[Answered] Analyze youth leadership as a strategic pillar for achieving ‘Viksit Bharat @ 2047’. Evaluate the socio-economic and institutional barriers that prevent India’s demographic dividend from transitioning into a productive national asset, and suggest measures to empower the ‘Amrit Peedhi’.

Introduction

India is currently in the Amrit Kaal, with a median age of ~28 years. The vision of Viksit Bharat @ 2047 (Developed India by the 100th year of independence) rests on four pillars: Yuva (Youth), Garib (Poor), Mahila (Women), and Kisan (Farmers).

Youth Leadership: From Demographic Bulge to National Asset

Youth are no longer just beneficiaries of change but agents of it:

  1. The Scale: As of 2025-26, India houses the world’s largest youth population (approx. 27% in the 15-29 age group), representing a unique but time-bound window of opportunity that will begin to close by the 2050s.
  2. Innovation & Entrepreneurship: India is the 3rd largest startup ecosystem. Youth-led leadership in AI, Green Energy, and FinTech is crucial for reaching the USD 3 trillion GDP target.
  3. Grassroots Governance: Initiatives like the Viksit Bharat Young Leaders Dialogue (VBYLD) 2026 are bridging the gap between youth and policy-making, aiming to induct 1 lakh non-political youth into public life.
  4. Digital Diplomacy: India’s youth are the primary drivers of its Soft Power, leading global conversations in technology and sustainable lifestyles (e.g., Mission LiFE).

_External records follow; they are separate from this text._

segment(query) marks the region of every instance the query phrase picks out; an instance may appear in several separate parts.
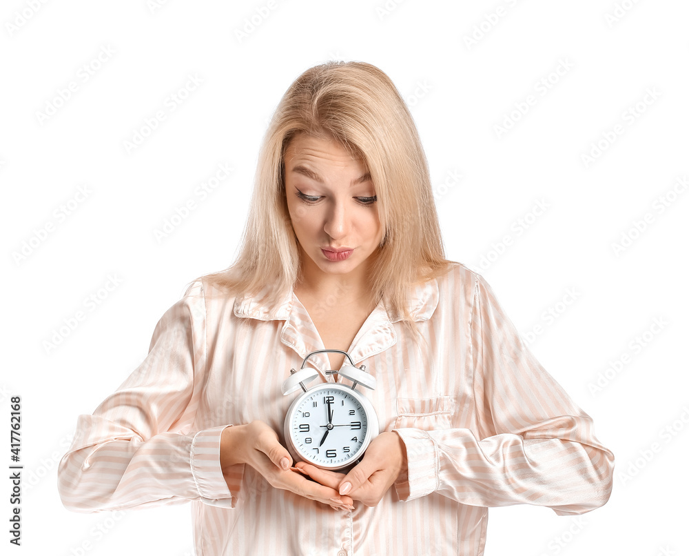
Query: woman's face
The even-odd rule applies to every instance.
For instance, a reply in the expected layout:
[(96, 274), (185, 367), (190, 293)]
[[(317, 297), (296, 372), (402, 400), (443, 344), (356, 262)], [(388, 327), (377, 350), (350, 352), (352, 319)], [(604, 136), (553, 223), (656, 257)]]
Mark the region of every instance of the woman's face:
[(347, 275), (363, 280), (382, 239), (364, 161), (334, 140), (300, 133), (285, 152), (285, 186), (306, 279)]

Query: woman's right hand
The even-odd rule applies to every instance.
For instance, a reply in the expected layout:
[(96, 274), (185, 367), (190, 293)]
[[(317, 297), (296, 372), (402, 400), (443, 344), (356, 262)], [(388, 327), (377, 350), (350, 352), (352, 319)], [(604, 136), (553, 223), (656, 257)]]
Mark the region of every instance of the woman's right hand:
[(334, 509), (351, 509), (352, 499), (334, 488), (311, 481), (293, 468), (292, 458), (278, 435), (262, 421), (229, 426), (220, 436), (220, 463), (223, 474), (238, 464), (248, 464), (276, 488), (290, 490)]

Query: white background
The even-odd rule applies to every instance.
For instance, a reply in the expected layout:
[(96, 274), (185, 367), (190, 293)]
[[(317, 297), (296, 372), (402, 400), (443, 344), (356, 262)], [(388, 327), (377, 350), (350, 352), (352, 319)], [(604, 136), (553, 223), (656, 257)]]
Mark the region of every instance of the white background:
[[(158, 4), (11, 0), (0, 10), (0, 407), (6, 431), (9, 397), (21, 396), (25, 466), (12, 553), (192, 553), (188, 505), (70, 513), (57, 464), (77, 416), (143, 360), (185, 286), (234, 259), (272, 110), (304, 70), (338, 59), (395, 83), (429, 159), (447, 257), (483, 273), (615, 455), (607, 504), (578, 518), (493, 508), (485, 554), (689, 554), (689, 4)], [(189, 76), (202, 82), (171, 101)], [(158, 110), (165, 119), (127, 152)], [(506, 119), (511, 128), (496, 130)], [(221, 163), (232, 172), (201, 200), (195, 188)], [(190, 199), (196, 208), (158, 241)], [(537, 202), (546, 208), (535, 215)], [(86, 305), (109, 277), (121, 283)]]

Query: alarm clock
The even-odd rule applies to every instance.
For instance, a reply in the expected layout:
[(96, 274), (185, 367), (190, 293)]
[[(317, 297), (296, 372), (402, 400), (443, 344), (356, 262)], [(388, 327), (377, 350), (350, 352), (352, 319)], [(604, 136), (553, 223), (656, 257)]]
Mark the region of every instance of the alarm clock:
[[(311, 355), (325, 352), (342, 353), (349, 359), (336, 373), (351, 381), (351, 386), (333, 382), (305, 386), (318, 375), (306, 362)], [(371, 402), (355, 388), (360, 385), (376, 388), (376, 379), (364, 365), (354, 366), (346, 351), (316, 350), (309, 353), (299, 370), (291, 369), (282, 383), (282, 395), (303, 390), (287, 410), (285, 417), (285, 440), (295, 461), (311, 464), (322, 469), (342, 469), (356, 464), (371, 441), (378, 434), (378, 419)]]

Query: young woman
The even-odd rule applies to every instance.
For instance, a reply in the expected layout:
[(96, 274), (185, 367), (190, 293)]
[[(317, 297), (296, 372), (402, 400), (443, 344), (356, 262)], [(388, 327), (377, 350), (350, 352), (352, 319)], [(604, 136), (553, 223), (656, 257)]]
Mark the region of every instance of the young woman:
[[(281, 385), (325, 348), (377, 382), (380, 434), (344, 473), (295, 462), (282, 435)], [(326, 372), (347, 362), (308, 365), (349, 384)], [(475, 556), (489, 506), (588, 512), (613, 467), (485, 279), (444, 259), (394, 85), (331, 62), (275, 112), (237, 260), (163, 315), (146, 359), (79, 417), (59, 474), (74, 511), (191, 501), (204, 556)]]

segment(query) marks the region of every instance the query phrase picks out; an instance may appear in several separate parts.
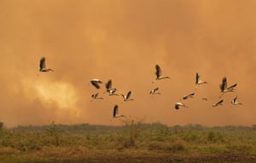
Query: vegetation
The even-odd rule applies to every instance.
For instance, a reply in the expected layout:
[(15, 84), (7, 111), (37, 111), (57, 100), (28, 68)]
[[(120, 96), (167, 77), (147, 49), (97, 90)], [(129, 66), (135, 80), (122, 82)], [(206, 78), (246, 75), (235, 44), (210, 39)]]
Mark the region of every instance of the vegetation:
[[(132, 157), (139, 154), (166, 154), (168, 157), (182, 158), (183, 161), (186, 158), (183, 156), (189, 155), (209, 157), (226, 154), (256, 159), (255, 126), (167, 126), (159, 122), (145, 124), (143, 121), (129, 119), (122, 122), (122, 126), (52, 123), (9, 129), (1, 122), (0, 162), (72, 162), (74, 160), (84, 162), (91, 157), (100, 158), (108, 154)], [(239, 159), (237, 161), (241, 162)]]

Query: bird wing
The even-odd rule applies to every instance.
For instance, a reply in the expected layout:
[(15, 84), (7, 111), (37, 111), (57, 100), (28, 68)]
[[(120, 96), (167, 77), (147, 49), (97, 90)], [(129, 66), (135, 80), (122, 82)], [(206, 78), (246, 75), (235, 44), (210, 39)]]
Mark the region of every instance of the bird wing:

Barriers to Transitioning Potential into Power

Despite the potential, several demographic traps persist:

  1. The Skill-Employability Paradox: Reports from 2025 indicate that while literacy is high, only 43% of graduates are truly job-ready for the AI-driven economy.
  2. Jobless Growth Concerns: High youth unemployment and the concentration of labor in low-productivity agriculture hinder the transition to a high-income status.
  3. Brain Drain vs. Brain Gain: The migration of high-skilled talent to advanced economies continues to deplete India’s intellectual capital.
  4. Gender Disparity: The Female Labour Force Participation Rate (FLFPR), though improving, remains a bottleneck for holistic national development.
  5. Digital and Informational Divide: While India is digitally connected, unequal access to digital skills and platforms risks excluding large sections of youth from emerging opportunities in AI, green jobs and the gig economy.

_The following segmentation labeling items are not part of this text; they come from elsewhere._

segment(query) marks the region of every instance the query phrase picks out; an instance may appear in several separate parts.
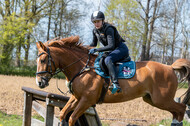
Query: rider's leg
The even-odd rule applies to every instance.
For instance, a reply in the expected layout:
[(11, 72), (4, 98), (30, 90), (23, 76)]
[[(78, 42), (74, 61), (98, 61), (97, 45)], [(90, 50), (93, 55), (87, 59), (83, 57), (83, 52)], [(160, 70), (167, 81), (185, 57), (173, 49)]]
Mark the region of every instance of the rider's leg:
[(113, 85), (111, 86), (111, 88), (114, 89), (112, 90), (112, 93), (115, 93), (116, 91), (121, 91), (116, 75), (115, 65), (113, 63), (121, 60), (126, 56), (129, 56), (128, 48), (124, 43), (120, 43), (118, 48), (109, 53), (109, 55), (105, 58), (105, 64), (109, 70), (109, 75), (111, 76), (111, 80), (113, 83)]
[(110, 57), (105, 58), (105, 64), (108, 68), (109, 76), (111, 77), (111, 82), (112, 82), (112, 85), (109, 87), (109, 89), (112, 91), (113, 94), (116, 92), (120, 92), (121, 88), (120, 88), (119, 83), (118, 83), (115, 65), (113, 64)]

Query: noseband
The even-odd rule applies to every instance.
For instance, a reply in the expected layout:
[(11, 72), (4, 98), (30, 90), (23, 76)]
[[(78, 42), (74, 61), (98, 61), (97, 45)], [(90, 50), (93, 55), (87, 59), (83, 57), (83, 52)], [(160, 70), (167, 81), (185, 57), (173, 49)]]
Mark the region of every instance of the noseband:
[[(42, 53), (40, 53), (40, 54), (38, 55), (38, 57), (40, 57), (40, 56), (43, 55), (43, 54), (46, 54), (46, 53), (45, 53), (45, 52), (42, 52)], [(52, 57), (51, 57), (51, 55), (50, 55), (49, 47), (47, 47), (47, 54), (48, 54), (48, 63), (47, 63), (48, 65), (47, 65), (47, 67), (46, 67), (46, 71), (36, 72), (36, 75), (37, 75), (37, 76), (39, 76), (39, 74), (44, 74), (44, 73), (50, 74), (51, 77), (52, 77), (53, 75), (55, 75), (55, 73), (53, 73), (53, 71), (52, 71), (52, 65), (51, 65), (51, 62), (53, 62), (53, 66), (54, 66), (54, 68), (56, 69), (56, 67), (55, 67), (55, 62), (53, 61), (53, 59), (52, 59)], [(48, 71), (48, 67), (50, 67), (50, 71)]]

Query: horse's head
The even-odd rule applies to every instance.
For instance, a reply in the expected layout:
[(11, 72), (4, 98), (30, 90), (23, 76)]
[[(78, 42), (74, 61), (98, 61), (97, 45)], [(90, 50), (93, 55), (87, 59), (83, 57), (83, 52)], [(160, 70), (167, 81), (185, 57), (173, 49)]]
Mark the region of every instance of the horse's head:
[(40, 88), (45, 88), (49, 85), (49, 80), (56, 70), (55, 63), (51, 57), (49, 47), (46, 47), (42, 42), (36, 43), (38, 48), (36, 84)]

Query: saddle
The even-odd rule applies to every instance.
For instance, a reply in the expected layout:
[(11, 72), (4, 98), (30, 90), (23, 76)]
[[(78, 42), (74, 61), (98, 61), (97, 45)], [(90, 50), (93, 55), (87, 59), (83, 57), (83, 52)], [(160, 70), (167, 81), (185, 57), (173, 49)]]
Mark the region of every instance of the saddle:
[[(104, 59), (107, 55), (108, 54), (103, 52), (99, 53), (94, 63), (96, 73), (104, 78), (110, 78), (108, 69), (104, 62)], [(132, 78), (135, 75), (136, 64), (134, 61), (131, 61), (131, 58), (129, 56), (124, 57), (120, 61), (114, 63), (114, 65), (116, 66), (116, 74), (118, 78), (128, 79)]]
[[(99, 61), (99, 66), (101, 68), (101, 70), (105, 73), (105, 75), (109, 76), (109, 71), (107, 69), (107, 66), (105, 64), (105, 58), (107, 57), (108, 53), (103, 53), (102, 57), (100, 58)], [(116, 66), (116, 72), (118, 72), (118, 66), (123, 63), (123, 62), (129, 62), (131, 61), (131, 57), (130, 56), (126, 56), (123, 59), (117, 61), (116, 63), (114, 63), (114, 65)]]

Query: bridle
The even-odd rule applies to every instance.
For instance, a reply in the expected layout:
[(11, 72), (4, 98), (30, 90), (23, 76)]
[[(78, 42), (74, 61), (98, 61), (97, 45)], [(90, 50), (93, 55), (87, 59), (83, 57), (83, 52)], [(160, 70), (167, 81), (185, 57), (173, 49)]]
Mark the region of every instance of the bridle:
[[(42, 52), (38, 55), (38, 58), (43, 55), (43, 54), (46, 54), (45, 52)], [(48, 73), (50, 74), (51, 76), (54, 75), (53, 71), (52, 71), (52, 66), (51, 66), (51, 62), (53, 62), (53, 66), (54, 68), (56, 69), (55, 67), (55, 62), (53, 61), (51, 55), (50, 55), (50, 49), (49, 47), (47, 47), (47, 54), (48, 54), (48, 63), (47, 63), (47, 67), (46, 67), (46, 70), (45, 71), (40, 71), (40, 72), (36, 72), (36, 75), (39, 76), (39, 74), (44, 74), (44, 73)], [(48, 67), (50, 67), (50, 71), (48, 71)]]

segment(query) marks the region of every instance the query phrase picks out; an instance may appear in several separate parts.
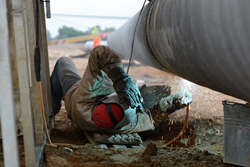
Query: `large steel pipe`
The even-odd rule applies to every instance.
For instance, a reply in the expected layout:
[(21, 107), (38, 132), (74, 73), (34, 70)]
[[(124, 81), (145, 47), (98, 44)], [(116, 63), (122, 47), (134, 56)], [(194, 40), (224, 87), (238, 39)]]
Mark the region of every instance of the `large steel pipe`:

Institutional Measures for Empowerment

The government has shifted toward a Youth-Led Development model:

  1. Mera Yuva Bharat (MY Bharat): Launched as an autonomous body to provide a phygital (physical + digital) platform for experiential learning and volunteering.
  2. National Education Policy (NEP) 2020: Modernizing curricula to include vocational training, coding, and multidisciplinary research from an early stage.
  3. VBYLD 2026: A 2026 initiative involving over 50 lakh participants in social hackathons and policy presentations, culminating in the National Youth Festival at Bharat Mandapam (Jan 2026).

Way Forward: Reclaiming the Dividend

Empowering the ‘Amrit Peedhi’: Way Forward

  1. Education and Skill Reforms: Implement NEP 2020 in spirit—focus on critical thinking, vocationalisation and apprenticeships. The German dual-skilling model and India’s Skill India Mission offer templates for school-to-work transitions.
  2. Institutionalised Youth Participation: Strengthen youth councils at local, state and national levels. Mandating youth representation in urban local bodies and consultative policymaking can democratise leadership pipelines.
  3. Economic Empowerment: Expand access to credit, incubation and market linkages for youth entrepreneurs, especially in Tier-II/III cities. Schemes like PM-MUDRA and Stand-Up India must prioritise first-generation youth leaders.
  4. Civic and Ethical Leadership Development: Programs inspired by NCC, NSS and Swami Vivekananda’s philosophy can nurture ethical leadership, social responsibility and constitutional values—essential for sustainable development.
  5. R&D Investment: Increasing national spending on Research & Development (currently below 1% of GDP) to foster a culture of Discovery-led Growth rather than just Service-led Growth.

Conclusion

As Justice Radhakrishnan and Swami Vivekananda envisaged, youth shape destiny. Empowering Amrit Peedhi through capability, inclusion and trust is India’s surest path to Viksit Bharat @2047.